The people of Djibouti have given up hope of free and fair presidential election as President Guelleh tightens his grip on opposition groups and pro-democracy campaigners in the run-up to next week’s vote on April 8.
With only days before the election, President Guelleh has “shown his true colours” by throwing out Democracy International, a US government-funded election monitoring group, amid “laughable” claims that it was supporting opposition groups, says Abdourahman Boreh, a leading opposition figure who withdrew from the election earlier this month following Mr Guelleh’s brutal suppression of anti-government demonstrators.
Mr Boreh said the ejection of Democracy International had dealt “a devastating blow” to the country’s hopes of a free and fair election and was the culmination of a “despicable campaign of intimidation and violence”, which over the last few months has seen:
- Five people killed and dozens more wounded by armed police and soldiers who fired live bullets and used tear gas during anti-government demonstrators on February 18
- Demonstrators cancel a rally on March 4 after armed police came out in force to confront and intimidate protestors
- Dozens of opposition and pro-democracy leaders imprisoned in squalid conditions, with little food or water
President Guelleh’s People’s Rally for Progress party, and President Guelleh’s family, have ruled Djibouti since independence from France in 1977. Guelleh, first elected in 1999, amended the constitution in March 2010 to allow himself to extend his rule by two more six-year terms.
“In the absence of Democracy International, and without independent election observers, President Guelleh will try to legitimise the results of the election by making all sorts of wild claims about voter turnout and the percentage of the vote he has received,” said Mr Boreh.
“The reality is that the vast majority of people in Djibouti aren’t allowed to vote, and there is no transparency in voter registration, control of ballot papers, or the counting of votes.
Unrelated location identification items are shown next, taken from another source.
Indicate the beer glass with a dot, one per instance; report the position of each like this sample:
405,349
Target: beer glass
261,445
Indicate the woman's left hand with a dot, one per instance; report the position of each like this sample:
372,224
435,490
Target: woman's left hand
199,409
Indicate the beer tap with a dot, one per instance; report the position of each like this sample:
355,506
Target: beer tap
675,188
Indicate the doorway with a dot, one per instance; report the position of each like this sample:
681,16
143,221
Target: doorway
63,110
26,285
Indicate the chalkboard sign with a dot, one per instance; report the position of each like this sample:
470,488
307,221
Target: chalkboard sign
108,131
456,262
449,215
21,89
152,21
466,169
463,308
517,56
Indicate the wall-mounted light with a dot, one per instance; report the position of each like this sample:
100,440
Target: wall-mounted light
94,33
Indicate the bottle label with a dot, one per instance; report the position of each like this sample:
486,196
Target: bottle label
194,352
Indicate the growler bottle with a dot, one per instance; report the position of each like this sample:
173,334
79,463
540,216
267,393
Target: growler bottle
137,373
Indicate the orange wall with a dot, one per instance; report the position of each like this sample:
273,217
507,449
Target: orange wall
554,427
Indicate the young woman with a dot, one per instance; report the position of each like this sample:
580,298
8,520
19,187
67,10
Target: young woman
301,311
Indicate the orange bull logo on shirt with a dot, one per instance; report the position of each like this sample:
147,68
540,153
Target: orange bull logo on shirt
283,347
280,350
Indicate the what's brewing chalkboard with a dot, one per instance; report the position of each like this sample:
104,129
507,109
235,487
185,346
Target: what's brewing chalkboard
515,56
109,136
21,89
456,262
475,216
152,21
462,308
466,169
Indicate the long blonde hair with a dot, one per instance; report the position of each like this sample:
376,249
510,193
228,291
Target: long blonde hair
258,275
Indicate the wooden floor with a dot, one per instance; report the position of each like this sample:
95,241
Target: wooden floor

The vote will be rigged. We are confident however that most people will join the opposition’s boycott in defiance of Mr Guelleh’s brutal regime, and we will gather evidence of the expected very low turnout.”
He added: “It’s no longer enough for the world to watch in silence as the people of Djibouti are forced to put up with a President that has consistently refused to follow the rule of law. Opposition groups must be allowed to exercise their right to stand for election without the fear of imprisonment and voters should be confident that they can cast their vote without intimidation.
“As the election approaches, I call on the international community to consider the dangers to civil peace of an illegitimate election, in the wake of events in Yemen, Egypt, Libya and elsewhere, and take steps to postpone voting until we can be confident that it will be organized in a free and fair manner.”
Mr Boreh concluded: “All we’ve been asking for throughout this campaign is an opportunity for the people of Djibouti to decide on their future after living for more than 30 years under one-party rule. We as opposition are not calling for the overthrow of the Government by non-constitutional means – we’re merely seeking a peaceful transition of power and what the rest of the world considers a basic human right – a free and fair election and a legitimate government.”